Sí, me ha costado, pero lo he dejado claro en el título, no sé si para llevar la contraria a todos aquellos que dicen que es la mejor serie del año de HBO o para desmotivar  a los que anoche se sentaron frente al estreno de Canal + y se quedaron maravillados con sólo ver su entrada, tan simbólica, tan atractiva, tan onírica… A mí me pasó lo mismo, pero la brillantez introductoria, la fiel recreación histórica y el atractivo de ciertos personajes se disuelven cuando la temporada termina, las cosas no han cambiado demasiado y lo único que tu cabeza repite es “Sí, pero…” Vaya por delante que Goodfellas, Once Upon a Time in America y Casino sean probablemente para mí las mejores películas de su género y yo las adoro por ello. Pero con las historias de Nucky Thompson me he perdido, preguntándome si quién realmente tiene la sartén por el mango es Mrs. Schroeder, si era necesario irse a Chicago a pasar un ratito con Al Capone o si para retratar una sociedad en la que los principios y las acciones caminan por rutas antagónicas hacen falta tantas tetas, tantas apariencias y tantos frentes sin cerrar.

Boardwalk Empire no es una mala producción, no quiero decir eso, pero a muchos les sirve con las letras del principio de cada capítulo (HBO) y ese característico “disturbio” del comienzo para calificarla como el clásico del año. Para mí, más allá de que si otros años no escogimos clásico no sé porqué deberíamos hacerlo este, es una falta de respeto para aquellas series que con menos presupuesto, menos nombre o menos avales (Scorsese sé que estás ahí) no están bendecidas, y por tanto consagradas, por una cadena a la que la AMC hace tiempo que le ha tomado ventaja. A la historia de  Terence Winter, escritor y productor de The Sopranos, nadie le gana en recreación, por muy criticada que haya sido la pulcritud del famoso paseo marítimo, calidad interpretativa de alguno de sus personajes, como el de Jimmy Darmody, el Agente Van Alden o la mencionada Mrs. Schroeder, y planteamiento argumental. Pero para mí no se resuelven con acción ni con interés, sino que se despliegan a lo largo de doce episodios para volver (o casi) a su estadio inicial sin los sobresaltos esperados en una producción de gánsters, corrupción y contrabando.

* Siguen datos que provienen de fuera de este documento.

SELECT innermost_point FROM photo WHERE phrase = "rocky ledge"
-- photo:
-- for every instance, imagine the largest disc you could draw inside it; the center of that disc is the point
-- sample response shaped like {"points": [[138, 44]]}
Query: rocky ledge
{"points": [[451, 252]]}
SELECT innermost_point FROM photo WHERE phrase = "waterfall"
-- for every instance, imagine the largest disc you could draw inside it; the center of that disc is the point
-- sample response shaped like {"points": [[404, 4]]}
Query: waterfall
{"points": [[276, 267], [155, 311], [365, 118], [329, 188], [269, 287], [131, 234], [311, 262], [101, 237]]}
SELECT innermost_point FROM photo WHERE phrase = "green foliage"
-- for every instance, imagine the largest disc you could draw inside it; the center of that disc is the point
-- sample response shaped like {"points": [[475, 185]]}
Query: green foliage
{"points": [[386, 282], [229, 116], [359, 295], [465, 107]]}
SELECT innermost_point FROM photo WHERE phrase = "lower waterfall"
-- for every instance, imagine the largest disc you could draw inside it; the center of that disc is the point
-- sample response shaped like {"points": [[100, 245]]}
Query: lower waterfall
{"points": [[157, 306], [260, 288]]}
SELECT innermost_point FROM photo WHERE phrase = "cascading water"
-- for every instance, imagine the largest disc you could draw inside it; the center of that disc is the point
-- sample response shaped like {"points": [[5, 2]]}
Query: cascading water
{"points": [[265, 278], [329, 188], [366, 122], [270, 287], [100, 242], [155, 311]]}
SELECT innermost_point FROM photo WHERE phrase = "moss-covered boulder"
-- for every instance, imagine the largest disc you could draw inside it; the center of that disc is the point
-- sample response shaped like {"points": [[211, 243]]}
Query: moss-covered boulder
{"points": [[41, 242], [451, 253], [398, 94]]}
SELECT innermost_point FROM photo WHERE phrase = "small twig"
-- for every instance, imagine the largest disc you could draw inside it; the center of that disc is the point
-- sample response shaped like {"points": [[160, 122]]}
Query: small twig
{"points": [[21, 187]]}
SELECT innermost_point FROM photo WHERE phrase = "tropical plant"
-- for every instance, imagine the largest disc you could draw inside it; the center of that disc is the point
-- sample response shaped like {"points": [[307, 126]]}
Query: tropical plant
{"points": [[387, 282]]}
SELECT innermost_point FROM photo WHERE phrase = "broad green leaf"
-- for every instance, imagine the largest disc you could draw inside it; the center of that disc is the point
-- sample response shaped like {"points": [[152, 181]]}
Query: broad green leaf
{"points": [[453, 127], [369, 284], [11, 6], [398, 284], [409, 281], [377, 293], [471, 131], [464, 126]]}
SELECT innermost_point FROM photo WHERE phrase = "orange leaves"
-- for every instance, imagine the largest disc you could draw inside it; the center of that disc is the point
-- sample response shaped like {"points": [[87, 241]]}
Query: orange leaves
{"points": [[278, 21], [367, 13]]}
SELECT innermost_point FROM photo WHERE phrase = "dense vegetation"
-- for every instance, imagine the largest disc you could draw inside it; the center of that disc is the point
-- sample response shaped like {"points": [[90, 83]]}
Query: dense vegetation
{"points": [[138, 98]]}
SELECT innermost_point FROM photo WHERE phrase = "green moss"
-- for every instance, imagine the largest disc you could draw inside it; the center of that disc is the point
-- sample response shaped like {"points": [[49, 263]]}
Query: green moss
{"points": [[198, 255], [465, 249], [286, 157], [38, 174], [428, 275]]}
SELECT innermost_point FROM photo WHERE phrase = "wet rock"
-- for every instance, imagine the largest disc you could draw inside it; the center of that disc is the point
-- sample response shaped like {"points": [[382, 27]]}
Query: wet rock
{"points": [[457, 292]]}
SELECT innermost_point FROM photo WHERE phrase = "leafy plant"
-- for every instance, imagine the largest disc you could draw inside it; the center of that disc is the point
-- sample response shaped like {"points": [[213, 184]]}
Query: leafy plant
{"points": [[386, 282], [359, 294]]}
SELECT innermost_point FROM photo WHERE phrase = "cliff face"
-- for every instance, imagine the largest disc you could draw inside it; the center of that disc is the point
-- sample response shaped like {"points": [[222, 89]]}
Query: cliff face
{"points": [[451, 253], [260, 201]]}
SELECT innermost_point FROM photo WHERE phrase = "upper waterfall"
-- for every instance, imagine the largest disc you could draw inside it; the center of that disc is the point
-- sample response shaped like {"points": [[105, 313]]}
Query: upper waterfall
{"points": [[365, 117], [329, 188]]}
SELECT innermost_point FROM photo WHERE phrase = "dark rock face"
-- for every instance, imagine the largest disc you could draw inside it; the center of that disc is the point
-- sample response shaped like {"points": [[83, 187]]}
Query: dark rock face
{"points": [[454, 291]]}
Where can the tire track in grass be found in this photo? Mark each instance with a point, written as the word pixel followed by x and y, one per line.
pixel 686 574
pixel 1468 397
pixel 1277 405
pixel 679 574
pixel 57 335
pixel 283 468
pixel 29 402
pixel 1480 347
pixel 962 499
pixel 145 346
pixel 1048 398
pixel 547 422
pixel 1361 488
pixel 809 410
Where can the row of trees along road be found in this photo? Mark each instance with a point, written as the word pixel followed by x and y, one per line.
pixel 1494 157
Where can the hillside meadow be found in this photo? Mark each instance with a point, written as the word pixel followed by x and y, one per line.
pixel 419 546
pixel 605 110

Quizá las expectativas eran demasiado altas; si sumas gánsters más película todos recordamos grandes productos cinematográficos, así que si añadimos a la ecuación HBO y serie de televisión debería haber nacido “el producto”. Pero en realidad nos encontramos con grandes interpretaciones en una historia que gira sobre sí misma vanagloriándose de su originalidad sin ofrecer al espectador momentos irrepetibles ni en su fondo ni en su forma. Vaya desde aquí mi recomendación para todos aquellos a los que la mafia y la perversión política les muevan a una librería o un cine y no tengan prisa por obtener satisfacciones personales. Para los demás, el encanto de Boardwalk Empire reside en su localización, tanto física como temporal: Atlantic City y los años 20, la ley seca y la gran época de la mafia. Y no es lo mismo originalidad que brillantez, ni siempre fueron de la mano.

Cada cual es muy libre de encumbrar lo que quiera, pero mantengamos el respeto por los tres o cuatro dioses televisivos que cada uno tiene y que nos trajeron aquí. Y por aquellas producciones que siendo de la misma cadena la crítica se empeña en olvidar.